Archive for Thursday, November 29, 2007
Hit the road, Cats
Hays tournaments a radical departure from teams’ typical early-season lineup
The trip from De Soto to Hays is 150 miles longer than one to Central Heights.
That difference in distance hardly covers the difference the De Soto boys and girls basketball teams will encounter this weekend as they play in the season-opening Hays City Shootout.
The Wildcats will enter a new realm in the world of early-season tournaments when the boys and girls teams tip off Friday in Hays.
"I'm excited and I'm scared," Wildcat girls coach Dwight Spencer said. "It's going to be a fun trip for us. We know what were in for. We know it's going to be a great tournament for us."
It's the scary aspects of the whole thing that catch the eye first. Joining the Cats in Hays will be some of the best in the state.
The host Hays Larks hail from a Class 5A program, as does Newton and Great Bend. That's nothing compared to the 6A powerhouses to be in the house -- Manhattan and Garden City.
Riley County, a 3A school near Manhattan, will also compete, as will Kearney, Neb.
It's not just the size of De Soto's opponents, however. It's the quality.
Riley County may be the smallest school in attendance, but the Falcons girls team went 2-1 against the tourney field last year en route to a 21-3 overall record and a trip to the state tournament.
Of the 12 Kansas teams attending beside De Soto -- six boys and six girls -- four qualified for state.
Great Bend's boys won last year's tournament and finished the season 20-3. Newton's girls were 17-6 and Garden City's boys were 15-7 and went to state.
"The kids know they have to go out there and play well because we're playing schools three and four times our size," boys coach Jim Bonar said. "We have to go in there and play well or else we're going to get blown out."
Blow outs may be in order, thought both Cats teams could have drawn worse starting opponents.
Both the boys and the girls open against the hosts, neither of which were among the tournament's best teams last year. The Hays boys went 1-2 and finished fourth against much the same field, as part of a 12-8 season.
The girls team opened its 10-8 campaign with a 2-1 record in the tournament.
But what if? What if things get ugly?
The girls will play either Riley County or Newton in the tournament's second round regardless of how they fare in the first. Both teams are coming off trips to state.

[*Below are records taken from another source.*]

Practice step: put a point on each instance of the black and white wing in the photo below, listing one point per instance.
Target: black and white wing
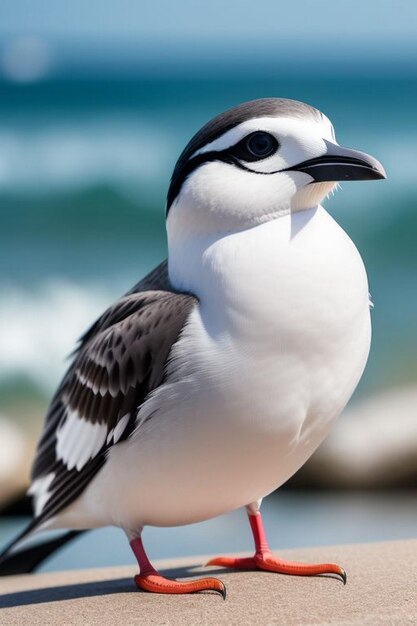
(119, 361)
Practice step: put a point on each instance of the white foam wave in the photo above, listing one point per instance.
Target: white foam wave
(38, 329)
(73, 154)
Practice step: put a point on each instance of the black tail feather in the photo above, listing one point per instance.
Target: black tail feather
(27, 560)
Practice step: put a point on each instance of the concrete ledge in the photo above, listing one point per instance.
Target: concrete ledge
(381, 589)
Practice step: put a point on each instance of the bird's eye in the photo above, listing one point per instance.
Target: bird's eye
(256, 146)
(261, 144)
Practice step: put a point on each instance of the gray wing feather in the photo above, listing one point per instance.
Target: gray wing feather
(118, 362)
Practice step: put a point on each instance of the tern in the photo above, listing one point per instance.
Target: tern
(213, 380)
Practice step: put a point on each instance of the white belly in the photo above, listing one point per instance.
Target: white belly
(267, 362)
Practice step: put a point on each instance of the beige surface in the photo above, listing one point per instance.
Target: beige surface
(381, 589)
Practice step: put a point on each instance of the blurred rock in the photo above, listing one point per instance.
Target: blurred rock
(15, 460)
(374, 444)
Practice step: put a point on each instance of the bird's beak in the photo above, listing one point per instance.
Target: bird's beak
(341, 164)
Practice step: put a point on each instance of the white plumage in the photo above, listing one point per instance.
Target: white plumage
(205, 389)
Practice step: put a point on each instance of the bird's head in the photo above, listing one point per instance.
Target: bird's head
(258, 161)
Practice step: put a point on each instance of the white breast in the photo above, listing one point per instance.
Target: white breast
(266, 363)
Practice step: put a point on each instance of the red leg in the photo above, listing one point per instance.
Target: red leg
(263, 559)
(150, 580)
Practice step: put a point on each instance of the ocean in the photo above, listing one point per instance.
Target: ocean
(84, 168)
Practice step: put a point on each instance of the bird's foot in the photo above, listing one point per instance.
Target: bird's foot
(154, 582)
(268, 562)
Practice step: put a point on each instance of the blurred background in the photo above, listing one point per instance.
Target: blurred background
(97, 100)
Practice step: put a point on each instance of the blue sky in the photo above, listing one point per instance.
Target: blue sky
(382, 21)
(104, 31)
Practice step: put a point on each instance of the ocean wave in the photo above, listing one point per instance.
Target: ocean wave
(38, 329)
(71, 155)
(134, 153)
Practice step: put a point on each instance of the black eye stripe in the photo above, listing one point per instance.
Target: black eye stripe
(233, 155)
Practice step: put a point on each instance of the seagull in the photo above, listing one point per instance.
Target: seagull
(215, 378)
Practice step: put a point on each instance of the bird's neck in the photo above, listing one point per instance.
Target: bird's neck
(217, 264)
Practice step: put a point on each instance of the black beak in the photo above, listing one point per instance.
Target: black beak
(341, 164)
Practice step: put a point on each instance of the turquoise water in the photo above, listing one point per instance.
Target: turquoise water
(84, 168)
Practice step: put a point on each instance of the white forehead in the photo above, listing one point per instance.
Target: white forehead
(280, 127)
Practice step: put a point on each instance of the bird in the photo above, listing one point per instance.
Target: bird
(212, 381)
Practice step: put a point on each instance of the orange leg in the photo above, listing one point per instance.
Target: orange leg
(150, 580)
(263, 559)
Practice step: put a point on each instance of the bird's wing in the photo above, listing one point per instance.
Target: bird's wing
(119, 361)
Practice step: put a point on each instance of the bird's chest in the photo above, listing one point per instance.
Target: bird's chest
(285, 332)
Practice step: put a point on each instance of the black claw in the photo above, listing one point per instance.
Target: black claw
(223, 591)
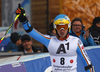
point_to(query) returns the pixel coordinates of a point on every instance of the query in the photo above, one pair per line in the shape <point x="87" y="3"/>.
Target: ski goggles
<point x="60" y="27"/>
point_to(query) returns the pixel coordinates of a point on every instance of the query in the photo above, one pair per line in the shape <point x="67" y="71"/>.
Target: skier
<point x="63" y="48"/>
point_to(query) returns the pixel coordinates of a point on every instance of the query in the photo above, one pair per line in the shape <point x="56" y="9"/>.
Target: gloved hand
<point x="21" y="11"/>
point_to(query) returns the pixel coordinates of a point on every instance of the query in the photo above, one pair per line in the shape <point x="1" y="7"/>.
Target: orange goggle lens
<point x="59" y="27"/>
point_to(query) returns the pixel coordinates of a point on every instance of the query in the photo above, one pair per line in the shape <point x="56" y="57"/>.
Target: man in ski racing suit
<point x="63" y="48"/>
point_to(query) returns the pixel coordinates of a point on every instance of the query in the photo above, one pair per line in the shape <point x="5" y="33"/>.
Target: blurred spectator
<point x="15" y="44"/>
<point x="77" y="30"/>
<point x="52" y="33"/>
<point x="51" y="30"/>
<point x="27" y="45"/>
<point x="95" y="30"/>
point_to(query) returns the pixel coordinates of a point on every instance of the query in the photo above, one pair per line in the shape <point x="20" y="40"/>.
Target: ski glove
<point x="21" y="11"/>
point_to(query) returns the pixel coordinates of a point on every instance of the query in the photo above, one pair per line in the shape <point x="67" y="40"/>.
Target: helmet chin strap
<point x="66" y="36"/>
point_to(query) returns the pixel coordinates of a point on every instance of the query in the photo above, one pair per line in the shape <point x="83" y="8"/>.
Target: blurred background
<point x="41" y="13"/>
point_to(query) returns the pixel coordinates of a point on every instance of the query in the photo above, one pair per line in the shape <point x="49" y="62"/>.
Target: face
<point x="27" y="44"/>
<point x="76" y="26"/>
<point x="18" y="43"/>
<point x="62" y="30"/>
<point x="98" y="24"/>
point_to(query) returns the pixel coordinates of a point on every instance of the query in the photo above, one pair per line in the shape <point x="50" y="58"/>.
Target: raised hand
<point x="20" y="11"/>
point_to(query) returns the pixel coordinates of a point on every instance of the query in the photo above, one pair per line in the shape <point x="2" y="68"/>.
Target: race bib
<point x="63" y="63"/>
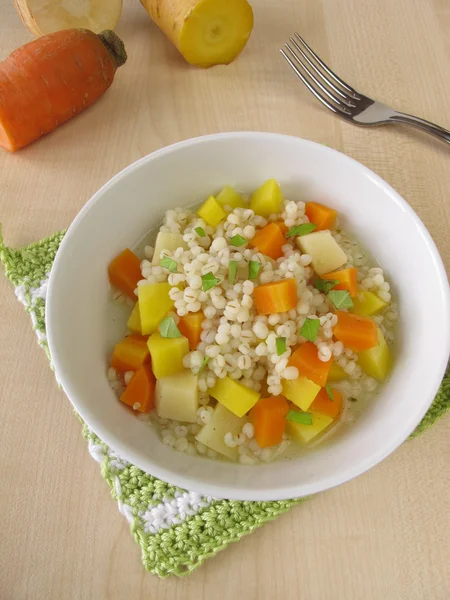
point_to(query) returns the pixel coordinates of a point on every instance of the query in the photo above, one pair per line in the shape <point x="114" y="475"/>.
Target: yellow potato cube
<point x="223" y="421"/>
<point x="376" y="362"/>
<point x="268" y="199"/>
<point x="154" y="304"/>
<point x="169" y="242"/>
<point x="229" y="197"/>
<point x="134" y="322"/>
<point x="233" y="395"/>
<point x="167" y="354"/>
<point x="366" y="304"/>
<point x="325" y="252"/>
<point x="336" y="373"/>
<point x="305" y="433"/>
<point x="176" y="397"/>
<point x="301" y="391"/>
<point x="211" y="212"/>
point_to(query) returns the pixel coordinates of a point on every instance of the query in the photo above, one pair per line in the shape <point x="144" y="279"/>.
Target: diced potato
<point x="236" y="397"/>
<point x="366" y="304"/>
<point x="229" y="197"/>
<point x="154" y="304"/>
<point x="167" y="354"/>
<point x="176" y="397"/>
<point x="305" y="433"/>
<point x="336" y="373"/>
<point x="301" y="391"/>
<point x="376" y="362"/>
<point x="134" y="322"/>
<point x="167" y="241"/>
<point x="222" y="422"/>
<point x="268" y="199"/>
<point x="211" y="212"/>
<point x="325" y="252"/>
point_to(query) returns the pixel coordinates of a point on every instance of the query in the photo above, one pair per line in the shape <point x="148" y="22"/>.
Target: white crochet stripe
<point x="170" y="511"/>
<point x="173" y="511"/>
<point x="35" y="293"/>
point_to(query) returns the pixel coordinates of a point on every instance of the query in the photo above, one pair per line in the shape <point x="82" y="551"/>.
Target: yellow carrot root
<point x="206" y="32"/>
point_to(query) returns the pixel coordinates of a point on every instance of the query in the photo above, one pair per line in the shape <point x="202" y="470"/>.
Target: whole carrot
<point x="50" y="80"/>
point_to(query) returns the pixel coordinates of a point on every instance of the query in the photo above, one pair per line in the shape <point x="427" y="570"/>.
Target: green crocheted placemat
<point x="176" y="529"/>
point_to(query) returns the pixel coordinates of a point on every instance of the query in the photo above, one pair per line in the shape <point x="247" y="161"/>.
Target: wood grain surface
<point x="383" y="536"/>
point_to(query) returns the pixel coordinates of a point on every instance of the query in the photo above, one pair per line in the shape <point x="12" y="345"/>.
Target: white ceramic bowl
<point x="81" y="331"/>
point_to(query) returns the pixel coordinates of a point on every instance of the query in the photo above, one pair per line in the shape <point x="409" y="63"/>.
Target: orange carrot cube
<point x="357" y="333"/>
<point x="268" y="417"/>
<point x="306" y="359"/>
<point x="275" y="297"/>
<point x="269" y="240"/>
<point x="320" y="215"/>
<point x="125" y="271"/>
<point x="140" y="392"/>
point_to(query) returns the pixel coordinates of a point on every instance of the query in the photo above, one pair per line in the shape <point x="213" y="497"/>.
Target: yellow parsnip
<point x="206" y="32"/>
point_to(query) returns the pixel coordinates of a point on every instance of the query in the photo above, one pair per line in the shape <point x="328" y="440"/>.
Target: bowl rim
<point x="219" y="490"/>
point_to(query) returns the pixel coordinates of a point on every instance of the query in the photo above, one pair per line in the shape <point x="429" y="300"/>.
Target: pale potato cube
<point x="301" y="391"/>
<point x="167" y="241"/>
<point x="222" y="422"/>
<point x="305" y="433"/>
<point x="176" y="397"/>
<point x="325" y="252"/>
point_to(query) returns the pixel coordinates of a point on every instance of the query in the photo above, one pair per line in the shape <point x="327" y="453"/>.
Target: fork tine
<point x="308" y="85"/>
<point x="345" y="98"/>
<point x="343" y="104"/>
<point x="327" y="69"/>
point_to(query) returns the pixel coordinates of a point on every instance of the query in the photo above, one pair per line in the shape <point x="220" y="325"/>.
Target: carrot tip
<point x="114" y="45"/>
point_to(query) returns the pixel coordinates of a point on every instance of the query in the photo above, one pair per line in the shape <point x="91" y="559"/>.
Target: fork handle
<point x="427" y="126"/>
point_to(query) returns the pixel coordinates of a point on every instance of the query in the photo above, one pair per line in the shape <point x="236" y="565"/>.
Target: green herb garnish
<point x="209" y="281"/>
<point x="238" y="240"/>
<point x="253" y="269"/>
<point x="169" y="264"/>
<point x="324" y="285"/>
<point x="340" y="298"/>
<point x="299" y="417"/>
<point x="302" y="229"/>
<point x="329" y="392"/>
<point x="310" y="329"/>
<point x="168" y="328"/>
<point x="281" y="346"/>
<point x="203" y="365"/>
<point x="232" y="271"/>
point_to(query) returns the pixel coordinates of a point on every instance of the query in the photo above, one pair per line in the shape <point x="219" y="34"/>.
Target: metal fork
<point x="342" y="99"/>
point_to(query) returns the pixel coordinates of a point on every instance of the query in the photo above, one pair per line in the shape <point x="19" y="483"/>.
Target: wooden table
<point x="384" y="535"/>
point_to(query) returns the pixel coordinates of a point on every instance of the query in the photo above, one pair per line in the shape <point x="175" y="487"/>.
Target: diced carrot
<point x="306" y="359"/>
<point x="125" y="271"/>
<point x="275" y="297"/>
<point x="140" y="392"/>
<point x="130" y="354"/>
<point x="282" y="226"/>
<point x="269" y="240"/>
<point x="191" y="327"/>
<point x="357" y="333"/>
<point x="348" y="280"/>
<point x="323" y="404"/>
<point x="320" y="215"/>
<point x="268" y="419"/>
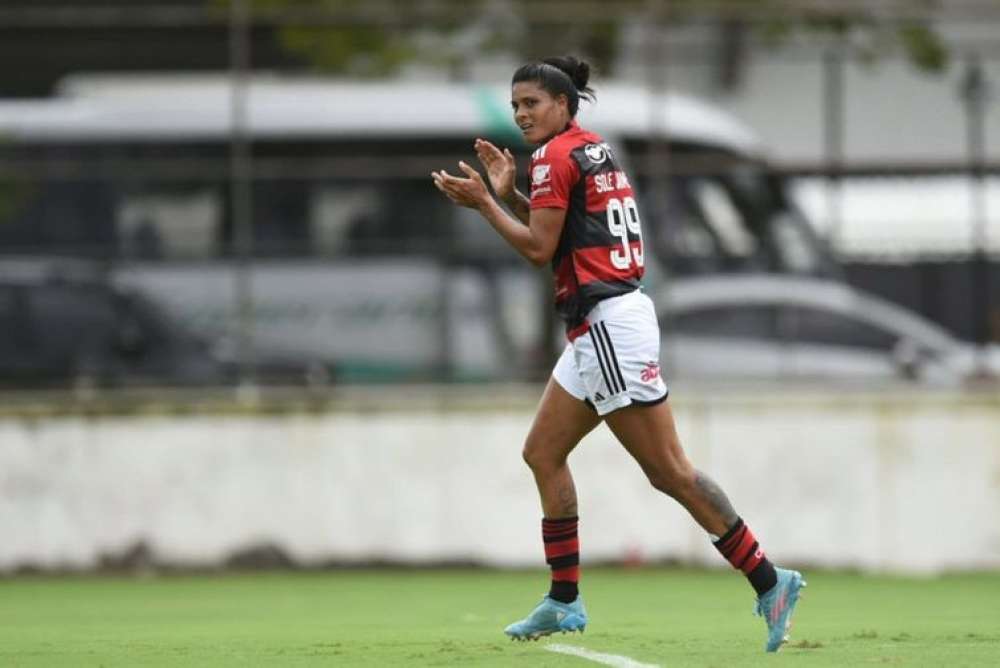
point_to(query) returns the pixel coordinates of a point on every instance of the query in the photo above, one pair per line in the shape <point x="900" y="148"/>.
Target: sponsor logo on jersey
<point x="596" y="153"/>
<point x="650" y="372"/>
<point x="540" y="174"/>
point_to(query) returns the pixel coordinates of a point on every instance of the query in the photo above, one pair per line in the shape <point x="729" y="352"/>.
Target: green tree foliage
<point x="376" y="37"/>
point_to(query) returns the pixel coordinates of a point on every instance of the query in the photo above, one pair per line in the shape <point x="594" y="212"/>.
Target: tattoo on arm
<point x="712" y="493"/>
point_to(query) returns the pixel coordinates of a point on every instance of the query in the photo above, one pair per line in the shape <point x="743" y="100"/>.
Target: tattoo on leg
<point x="712" y="493"/>
<point x="567" y="501"/>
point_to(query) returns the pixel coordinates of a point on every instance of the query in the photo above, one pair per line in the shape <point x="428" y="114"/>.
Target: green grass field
<point x="455" y="618"/>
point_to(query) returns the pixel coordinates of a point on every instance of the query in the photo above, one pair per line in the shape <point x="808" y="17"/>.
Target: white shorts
<point x="616" y="361"/>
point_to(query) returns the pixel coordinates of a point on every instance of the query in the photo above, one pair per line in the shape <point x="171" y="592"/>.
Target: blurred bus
<point x="349" y="235"/>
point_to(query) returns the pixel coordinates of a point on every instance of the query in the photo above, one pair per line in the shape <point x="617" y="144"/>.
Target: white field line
<point x="607" y="659"/>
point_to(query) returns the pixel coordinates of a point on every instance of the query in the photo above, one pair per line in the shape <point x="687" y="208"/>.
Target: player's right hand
<point x="500" y="167"/>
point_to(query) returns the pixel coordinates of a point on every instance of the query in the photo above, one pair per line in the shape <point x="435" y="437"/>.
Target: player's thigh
<point x="560" y="423"/>
<point x="649" y="434"/>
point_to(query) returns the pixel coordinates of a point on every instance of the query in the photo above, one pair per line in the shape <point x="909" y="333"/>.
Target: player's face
<point x="539" y="115"/>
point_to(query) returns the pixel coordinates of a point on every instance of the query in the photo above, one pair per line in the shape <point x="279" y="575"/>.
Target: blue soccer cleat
<point x="776" y="607"/>
<point x="549" y="617"/>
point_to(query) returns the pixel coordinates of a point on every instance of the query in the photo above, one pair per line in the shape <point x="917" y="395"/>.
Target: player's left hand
<point x="470" y="192"/>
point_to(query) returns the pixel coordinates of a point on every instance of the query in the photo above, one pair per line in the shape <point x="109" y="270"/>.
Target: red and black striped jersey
<point x="600" y="253"/>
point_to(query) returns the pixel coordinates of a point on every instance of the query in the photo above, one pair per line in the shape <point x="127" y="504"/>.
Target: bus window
<point x="181" y="224"/>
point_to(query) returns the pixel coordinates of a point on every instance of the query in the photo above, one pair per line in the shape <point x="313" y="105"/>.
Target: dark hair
<point x="561" y="75"/>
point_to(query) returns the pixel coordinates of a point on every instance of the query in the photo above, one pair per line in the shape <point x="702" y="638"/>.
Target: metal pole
<point x="974" y="95"/>
<point x="833" y="133"/>
<point x="240" y="185"/>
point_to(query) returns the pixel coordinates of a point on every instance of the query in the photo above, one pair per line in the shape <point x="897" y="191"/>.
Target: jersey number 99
<point x="623" y="217"/>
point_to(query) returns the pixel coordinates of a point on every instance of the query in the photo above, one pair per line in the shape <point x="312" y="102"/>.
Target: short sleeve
<point x="552" y="179"/>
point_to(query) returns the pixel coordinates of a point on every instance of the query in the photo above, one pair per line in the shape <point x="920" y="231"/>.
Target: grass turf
<point x="455" y="618"/>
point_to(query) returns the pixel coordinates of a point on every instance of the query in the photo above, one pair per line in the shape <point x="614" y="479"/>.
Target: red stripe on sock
<point x="734" y="540"/>
<point x="562" y="548"/>
<point x="742" y="550"/>
<point x="571" y="574"/>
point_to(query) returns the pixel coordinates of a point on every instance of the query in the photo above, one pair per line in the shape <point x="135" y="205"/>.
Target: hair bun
<point x="578" y="72"/>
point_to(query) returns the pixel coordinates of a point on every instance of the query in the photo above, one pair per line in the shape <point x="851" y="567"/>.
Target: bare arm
<point x="536" y="241"/>
<point x="519" y="205"/>
<point x="501" y="171"/>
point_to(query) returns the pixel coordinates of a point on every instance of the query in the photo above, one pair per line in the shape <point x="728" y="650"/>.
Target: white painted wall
<point x="903" y="482"/>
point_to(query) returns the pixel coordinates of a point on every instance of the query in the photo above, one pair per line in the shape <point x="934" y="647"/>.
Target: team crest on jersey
<point x="596" y="153"/>
<point x="540" y="174"/>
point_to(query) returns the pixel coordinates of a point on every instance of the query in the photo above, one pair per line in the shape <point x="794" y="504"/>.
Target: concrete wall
<point x="900" y="482"/>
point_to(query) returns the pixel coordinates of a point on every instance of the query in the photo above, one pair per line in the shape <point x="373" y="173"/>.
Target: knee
<point x="538" y="458"/>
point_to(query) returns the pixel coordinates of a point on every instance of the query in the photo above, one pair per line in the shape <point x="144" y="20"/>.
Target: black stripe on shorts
<point x="600" y="361"/>
<point x="613" y="356"/>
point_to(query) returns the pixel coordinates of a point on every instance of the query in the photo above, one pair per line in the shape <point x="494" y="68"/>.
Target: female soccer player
<point x="581" y="216"/>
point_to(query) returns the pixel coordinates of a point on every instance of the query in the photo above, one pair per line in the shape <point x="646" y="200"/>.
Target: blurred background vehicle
<point x="65" y="324"/>
<point x="240" y="328"/>
<point x="761" y="326"/>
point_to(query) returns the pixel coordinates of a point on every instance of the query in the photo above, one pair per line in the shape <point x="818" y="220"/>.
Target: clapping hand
<point x="469" y="192"/>
<point x="500" y="167"/>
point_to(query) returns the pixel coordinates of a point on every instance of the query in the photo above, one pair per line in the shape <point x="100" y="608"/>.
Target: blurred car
<point x="771" y="326"/>
<point x="61" y="324"/>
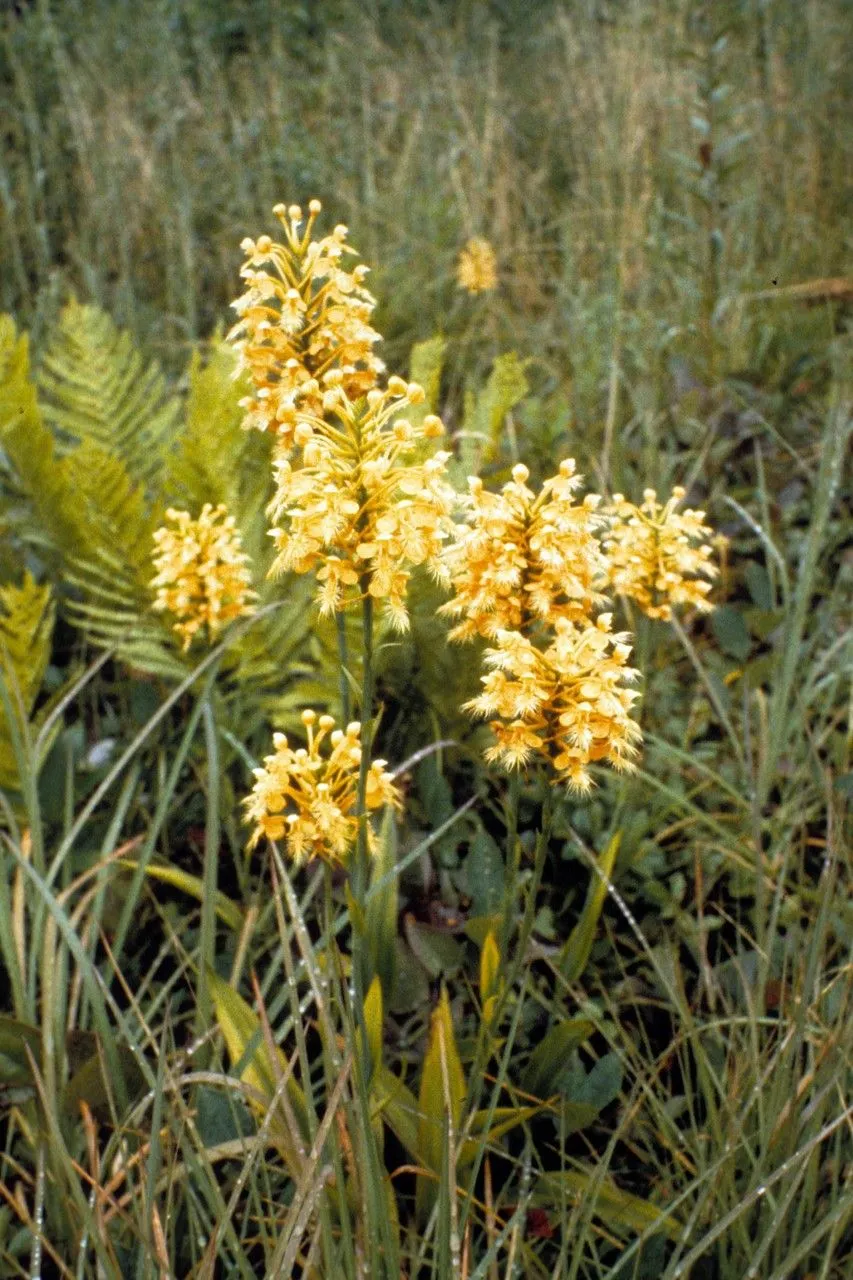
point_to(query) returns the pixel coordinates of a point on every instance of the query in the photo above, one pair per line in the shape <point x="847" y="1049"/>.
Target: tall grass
<point x="136" y="154"/>
<point x="642" y="169"/>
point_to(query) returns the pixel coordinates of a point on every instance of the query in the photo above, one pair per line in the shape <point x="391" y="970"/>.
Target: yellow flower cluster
<point x="355" y="504"/>
<point x="477" y="266"/>
<point x="658" y="556"/>
<point x="520" y="557"/>
<point x="301" y="315"/>
<point x="309" y="795"/>
<point x="201" y="572"/>
<point x="528" y="574"/>
<point x="566" y="702"/>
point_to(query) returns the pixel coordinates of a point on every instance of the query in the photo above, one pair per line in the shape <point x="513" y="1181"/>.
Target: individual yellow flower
<point x="201" y="572"/>
<point x="568" y="703"/>
<point x="356" y="504"/>
<point x="658" y="556"/>
<point x="477" y="266"/>
<point x="520" y="557"/>
<point x="308" y="796"/>
<point x="301" y="315"/>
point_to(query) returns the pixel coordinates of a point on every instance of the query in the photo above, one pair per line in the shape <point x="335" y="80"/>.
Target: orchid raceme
<point x="201" y="572"/>
<point x="569" y="703"/>
<point x="477" y="266"/>
<point x="356" y="504"/>
<point x="308" y="796"/>
<point x="520" y="557"/>
<point x="301" y="315"/>
<point x="658" y="556"/>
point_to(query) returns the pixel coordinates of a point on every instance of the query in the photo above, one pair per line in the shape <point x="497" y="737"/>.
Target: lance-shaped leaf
<point x="548" y="1059"/>
<point x="381" y="912"/>
<point x="250" y="1054"/>
<point x="439" y="1104"/>
<point x="227" y="910"/>
<point x="489" y="977"/>
<point x="621" y="1211"/>
<point x="575" y="954"/>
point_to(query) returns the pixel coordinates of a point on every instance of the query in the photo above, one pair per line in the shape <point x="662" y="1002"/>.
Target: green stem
<point x="512" y="858"/>
<point x="343" y="658"/>
<point x="363" y="853"/>
<point x="210" y="876"/>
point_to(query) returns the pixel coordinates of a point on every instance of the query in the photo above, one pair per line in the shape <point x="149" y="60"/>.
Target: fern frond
<point x="95" y="385"/>
<point x="26" y="631"/>
<point x="30" y="462"/>
<point x="215" y="460"/>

The boys face a similar problem -- there's strong teams no matter which way they turn.
Considering the questions both teams are hoping to answer -- the boys look to rebound from a three-win season while the girls hope to replace the vast majority of their scoring for last season -- ugly is possible.
Disaster, however, is not, Bonar said, thanks to last year's Anderson County tournament the Wildcats are ditching in favor of the Hays trip.
"Last year was a disaster," Bonar said.
Indeed. De Soto lost its first two games of the year, one in a close contest against Tonganoxie and another by nine points to a meek Metro Academy squad.
The team's lone win came against Olathe Christian, a team that barely managed a .500 record against a schedule of similarly small religious schools from around the region.
"We started 1-2, but that one win last year would not be as good as a strong performance against one of the 5A or 6A schools," Bonar said.
The girls, meanwhile, went 2-1 to finish fifth in their tournament against the same field, only hosted at Central Heights. The Cats picked up wins against an overmatched Olathe Christian squad and Class 3A state-bound Wellsville.
Still, Spencer said fighting with the big dogs should do his team much more good lording over smaller schools ever did.
"I don't want to go up there, get pounded and get discouraged," he said. "This is by far a better tournament than the one at Central Heights. We've had one really good team to play against in those three games. This year we'll be playing three teams as good as that team was last year.
"The whole thing is to go out there, compete, learn and get better. If we win three, that's great. If we lose three, we can live with that if we work hard, compete every game and get better."
As for the prospects of disaster -- two or three runaway games -- that's not possible with the right approach.
"A lot of it has to do with coaching. If we go out there and get beat by 40 every game and every game I'm going in and ripping them and telling them how terrible they are, yeah, it will be a disaster,'" he said. "But if I go in and tell them hey, these are 5A, 6A schools -- these are good schools -- this is going to make us better."
The idea of getting out of the Central Heights/Anderson County tournament was actually born several years ago when Roy Hawley was still the athletic director. The backbone of the tournament was several Frontier League programs, the empty slots being filled by smaller schools from the Kansas City-metro area.
Some of the non-league teams were good -- Metro Academy knocked the De Soto girls to the consolation game each of the last two years -- but others were rarely competitive.
Even the advantage of previewing league opponents eventually disappeared as Central Heights, Wellsville and Osawatomie all left the Frontier League this summer.
"I said (to Hawley) 'Ya know what would be nice, even if we have to do some fundraising, is if could travel some place just go for a weekend tournament. It'd be a great experience for the kids and good experience for when they go to state down the road,'" Spencer said. "They came across Hays and Hays pays us a little -- it doesn't come close to covering our expenses -- but he asked if we should go and I said 'Let's try it!"